Indeed, it’s easy to see the commonality between all the recent derogatory use of ‘tribalism’ and the meaning of ‘barbarism’, and it’s clear that it’s being used in a way that condemns those political coalitional instincts as barbaric, primitive impulses which people should endeavor to overcome for the sake of ‘civility’. And plenty of progressives are part of the chorus of that complaint.
(As an aside, I think all this use of tribalism is basically intellectual malpractice the effect of which is a gimmick to pre-emptively avoid conceding the high stakes of current disputes or having to get into debates on the merits, by dismissing one’s opponents as acting out of stupid and primitive group-emotions and phenomena of social psychology, instead of actually believing in different ideas.)

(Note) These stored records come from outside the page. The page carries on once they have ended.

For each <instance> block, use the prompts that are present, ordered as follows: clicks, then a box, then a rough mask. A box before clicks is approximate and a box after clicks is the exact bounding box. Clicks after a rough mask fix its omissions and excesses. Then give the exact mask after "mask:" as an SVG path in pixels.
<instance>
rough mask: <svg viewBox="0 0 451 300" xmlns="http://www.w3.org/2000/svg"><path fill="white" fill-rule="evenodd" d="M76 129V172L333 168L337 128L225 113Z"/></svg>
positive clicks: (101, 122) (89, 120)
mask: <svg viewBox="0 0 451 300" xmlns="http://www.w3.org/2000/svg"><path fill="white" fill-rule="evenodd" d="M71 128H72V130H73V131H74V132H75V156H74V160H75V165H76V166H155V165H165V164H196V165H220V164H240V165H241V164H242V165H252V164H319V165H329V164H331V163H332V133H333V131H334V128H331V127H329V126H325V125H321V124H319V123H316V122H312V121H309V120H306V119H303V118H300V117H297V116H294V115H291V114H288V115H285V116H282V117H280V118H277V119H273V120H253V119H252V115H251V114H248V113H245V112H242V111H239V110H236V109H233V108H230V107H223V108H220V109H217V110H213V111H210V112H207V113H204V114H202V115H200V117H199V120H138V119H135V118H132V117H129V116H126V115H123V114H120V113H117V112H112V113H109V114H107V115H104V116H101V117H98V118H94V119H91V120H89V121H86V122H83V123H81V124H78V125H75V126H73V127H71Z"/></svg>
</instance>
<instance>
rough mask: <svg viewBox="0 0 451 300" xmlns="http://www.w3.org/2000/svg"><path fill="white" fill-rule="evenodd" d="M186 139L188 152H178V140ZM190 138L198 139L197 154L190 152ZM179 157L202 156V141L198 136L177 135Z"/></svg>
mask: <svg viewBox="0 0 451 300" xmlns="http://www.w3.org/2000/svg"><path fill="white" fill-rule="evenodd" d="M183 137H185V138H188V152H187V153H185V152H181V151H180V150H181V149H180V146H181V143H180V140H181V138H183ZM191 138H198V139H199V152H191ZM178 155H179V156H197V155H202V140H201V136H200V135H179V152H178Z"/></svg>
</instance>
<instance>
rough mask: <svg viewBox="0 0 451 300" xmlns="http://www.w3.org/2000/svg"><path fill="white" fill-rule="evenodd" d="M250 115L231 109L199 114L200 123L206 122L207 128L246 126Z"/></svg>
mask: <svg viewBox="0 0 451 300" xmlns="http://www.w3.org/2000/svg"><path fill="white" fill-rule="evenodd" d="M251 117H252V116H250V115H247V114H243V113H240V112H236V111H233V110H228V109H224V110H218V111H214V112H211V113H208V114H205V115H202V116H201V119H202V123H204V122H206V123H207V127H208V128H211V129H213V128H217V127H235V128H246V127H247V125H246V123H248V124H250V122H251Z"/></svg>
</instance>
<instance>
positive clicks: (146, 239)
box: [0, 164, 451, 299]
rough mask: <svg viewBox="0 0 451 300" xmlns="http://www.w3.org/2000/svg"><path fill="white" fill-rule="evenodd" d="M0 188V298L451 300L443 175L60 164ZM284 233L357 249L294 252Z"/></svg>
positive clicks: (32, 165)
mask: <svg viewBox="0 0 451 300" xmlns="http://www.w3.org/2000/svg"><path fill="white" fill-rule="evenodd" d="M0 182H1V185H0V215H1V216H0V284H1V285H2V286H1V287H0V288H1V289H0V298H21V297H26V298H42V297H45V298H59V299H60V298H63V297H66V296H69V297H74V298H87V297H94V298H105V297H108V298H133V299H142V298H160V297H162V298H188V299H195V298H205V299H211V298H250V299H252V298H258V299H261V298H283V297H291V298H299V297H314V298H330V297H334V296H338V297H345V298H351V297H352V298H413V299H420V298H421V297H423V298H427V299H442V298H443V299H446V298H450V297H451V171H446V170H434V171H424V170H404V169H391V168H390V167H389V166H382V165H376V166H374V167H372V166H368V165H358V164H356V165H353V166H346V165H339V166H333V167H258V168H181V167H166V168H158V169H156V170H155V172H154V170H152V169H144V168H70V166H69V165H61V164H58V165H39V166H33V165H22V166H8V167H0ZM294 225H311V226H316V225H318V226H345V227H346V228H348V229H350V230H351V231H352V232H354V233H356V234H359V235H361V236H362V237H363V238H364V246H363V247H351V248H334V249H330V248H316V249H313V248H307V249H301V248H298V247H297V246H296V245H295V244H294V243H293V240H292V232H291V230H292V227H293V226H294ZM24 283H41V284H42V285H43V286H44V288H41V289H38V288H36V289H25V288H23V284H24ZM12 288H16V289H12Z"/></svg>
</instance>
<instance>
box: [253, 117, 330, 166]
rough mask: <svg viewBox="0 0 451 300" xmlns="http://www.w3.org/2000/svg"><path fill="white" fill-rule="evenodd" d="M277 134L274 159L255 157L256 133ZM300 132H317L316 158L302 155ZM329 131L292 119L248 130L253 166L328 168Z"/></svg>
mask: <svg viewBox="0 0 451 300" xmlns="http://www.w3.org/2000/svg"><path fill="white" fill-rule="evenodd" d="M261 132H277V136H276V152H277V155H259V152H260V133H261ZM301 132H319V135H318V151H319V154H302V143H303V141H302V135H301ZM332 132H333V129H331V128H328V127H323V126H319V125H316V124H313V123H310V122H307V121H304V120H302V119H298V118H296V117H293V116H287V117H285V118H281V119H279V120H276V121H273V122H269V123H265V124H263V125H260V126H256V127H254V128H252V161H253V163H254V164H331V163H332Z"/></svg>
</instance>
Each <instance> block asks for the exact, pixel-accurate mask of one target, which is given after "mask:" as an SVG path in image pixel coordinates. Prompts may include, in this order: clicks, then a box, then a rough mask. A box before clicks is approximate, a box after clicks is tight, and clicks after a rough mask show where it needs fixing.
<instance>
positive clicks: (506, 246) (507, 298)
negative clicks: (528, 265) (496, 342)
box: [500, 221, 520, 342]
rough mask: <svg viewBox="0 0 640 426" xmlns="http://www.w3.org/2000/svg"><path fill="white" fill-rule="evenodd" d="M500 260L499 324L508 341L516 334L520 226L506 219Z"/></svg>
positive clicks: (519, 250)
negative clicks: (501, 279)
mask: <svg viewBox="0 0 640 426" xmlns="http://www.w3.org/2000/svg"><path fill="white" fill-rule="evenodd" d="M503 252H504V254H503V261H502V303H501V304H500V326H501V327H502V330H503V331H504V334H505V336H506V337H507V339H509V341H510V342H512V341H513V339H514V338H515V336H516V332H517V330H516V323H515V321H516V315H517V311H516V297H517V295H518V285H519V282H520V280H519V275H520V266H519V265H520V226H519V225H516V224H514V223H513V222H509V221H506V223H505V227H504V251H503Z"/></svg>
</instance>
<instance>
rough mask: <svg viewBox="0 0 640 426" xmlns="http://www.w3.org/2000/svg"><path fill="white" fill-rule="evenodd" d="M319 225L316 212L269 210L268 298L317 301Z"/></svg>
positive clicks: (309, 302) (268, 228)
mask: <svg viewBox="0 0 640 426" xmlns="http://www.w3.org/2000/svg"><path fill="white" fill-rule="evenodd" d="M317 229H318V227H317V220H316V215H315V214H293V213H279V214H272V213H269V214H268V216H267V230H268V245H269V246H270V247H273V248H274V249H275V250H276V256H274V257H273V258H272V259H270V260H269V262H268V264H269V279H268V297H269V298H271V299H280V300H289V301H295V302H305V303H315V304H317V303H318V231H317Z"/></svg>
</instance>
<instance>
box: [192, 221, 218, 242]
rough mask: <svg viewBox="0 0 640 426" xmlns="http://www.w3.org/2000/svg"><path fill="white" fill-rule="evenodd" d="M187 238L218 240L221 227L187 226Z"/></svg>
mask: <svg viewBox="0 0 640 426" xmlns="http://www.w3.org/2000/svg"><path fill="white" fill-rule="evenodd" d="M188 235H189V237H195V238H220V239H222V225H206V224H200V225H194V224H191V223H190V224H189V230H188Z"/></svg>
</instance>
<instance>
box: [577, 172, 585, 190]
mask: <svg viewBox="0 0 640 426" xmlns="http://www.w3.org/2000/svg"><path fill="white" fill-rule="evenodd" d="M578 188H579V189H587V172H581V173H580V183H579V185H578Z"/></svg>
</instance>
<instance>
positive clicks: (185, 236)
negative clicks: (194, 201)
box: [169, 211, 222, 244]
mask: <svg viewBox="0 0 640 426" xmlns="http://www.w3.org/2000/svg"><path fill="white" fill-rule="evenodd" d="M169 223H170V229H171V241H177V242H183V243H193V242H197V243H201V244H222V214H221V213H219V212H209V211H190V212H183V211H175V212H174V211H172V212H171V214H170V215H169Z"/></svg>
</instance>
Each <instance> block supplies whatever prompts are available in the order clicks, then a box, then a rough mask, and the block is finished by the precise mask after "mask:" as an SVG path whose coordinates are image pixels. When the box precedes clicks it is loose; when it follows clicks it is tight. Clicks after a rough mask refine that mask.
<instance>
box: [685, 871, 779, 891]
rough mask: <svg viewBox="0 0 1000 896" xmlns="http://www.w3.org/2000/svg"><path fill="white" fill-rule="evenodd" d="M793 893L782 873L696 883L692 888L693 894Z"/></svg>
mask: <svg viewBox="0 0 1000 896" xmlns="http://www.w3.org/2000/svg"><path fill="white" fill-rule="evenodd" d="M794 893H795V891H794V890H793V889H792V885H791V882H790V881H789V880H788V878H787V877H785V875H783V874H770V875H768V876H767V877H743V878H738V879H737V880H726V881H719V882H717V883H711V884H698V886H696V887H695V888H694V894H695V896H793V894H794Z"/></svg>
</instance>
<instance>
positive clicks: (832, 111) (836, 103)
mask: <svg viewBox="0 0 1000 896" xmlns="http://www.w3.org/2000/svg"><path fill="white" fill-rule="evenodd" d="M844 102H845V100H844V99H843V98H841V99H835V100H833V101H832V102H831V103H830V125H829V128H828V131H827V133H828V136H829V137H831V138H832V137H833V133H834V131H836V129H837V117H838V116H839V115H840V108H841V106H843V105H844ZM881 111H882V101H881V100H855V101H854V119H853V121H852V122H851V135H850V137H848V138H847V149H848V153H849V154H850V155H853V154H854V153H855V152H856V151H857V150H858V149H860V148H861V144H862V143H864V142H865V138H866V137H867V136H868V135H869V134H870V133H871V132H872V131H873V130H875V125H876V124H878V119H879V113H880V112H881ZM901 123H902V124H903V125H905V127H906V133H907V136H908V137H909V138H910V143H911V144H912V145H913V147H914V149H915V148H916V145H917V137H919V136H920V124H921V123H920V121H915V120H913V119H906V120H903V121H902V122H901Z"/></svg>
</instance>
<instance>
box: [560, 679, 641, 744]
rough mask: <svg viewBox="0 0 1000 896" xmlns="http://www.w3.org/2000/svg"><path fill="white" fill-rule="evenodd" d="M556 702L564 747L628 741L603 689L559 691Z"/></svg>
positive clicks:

Libertarian language is much more consistent in terms of emanating from a more stable perspective and set of core principles (with some recent exceptions), but cuts both ways on the issue of nationalism. As Bob McGrew pointed out above, and mirroring their disagreements on American Federalism, libertarians are often conflicted about the coercive authorities of centralized or higher powers, when that power can potentially be used to impose certain mandates and force lower governments (that is, local majorities) to implement more individualistic policies. This is the “14th Amendment Libertarian” issue.
So, just like the US government power is ‘bad’ when restricting individual liberty – and in those cases libertarians will argue that at the very least states and localities ought to be free to make their own decisions on the matter – that same central power is ‘good’ when it prevents the states from restricting individual liberty. Transnational institutional power is seen in the same way, with a combination of hope and suspicion. The hope is for freer movement of goods, capital, and people, and the suspicion is of much more onerous regulation of business and personal behavior.
As for conservatism and nationalism, it’s currently a welter. Part of the issue is, for various reasons, that elite, intellectual American conservatism increasingly distanced itself from traditional sentiments and principles of populist nationalism. As Hazony wrote about the neoconservatives like Krauthammer, the view was that America was the New Rome, and that Bush Sr.’s post-Cold War New World Order would be the Pax Americana analogue to the Pax Romana, and would be sustained by enforcement of the UN consensus on security via American power, wealth, and arms; and also by the encouragement (and, occasionally, imposition) of the Washington Consensus neoliberal economics and governing model across a world connected by global trade.
The results have been a mixed bag, and many of them proved to be quite unpopular, especially when combined with changes in domestic politics. So, part of the current political churn and pain of transition on the right results from an attempt to heal that division, reconcile, and reintegrate nationalism into a reconstructed intellectual framework toward another, newer, new conservatism. That kind of thing has to be done from time to time, and the fact we already had a neoconservate movement, which itself has now almost completely run its course, is some evidence of that proposition.
But in the meantime, while all that gets hashed out (if indeed it can be hashed out at this late stage), ‘conservative’ use of political language about the proper perspective on nationalism is unstable, confused, and all over the place.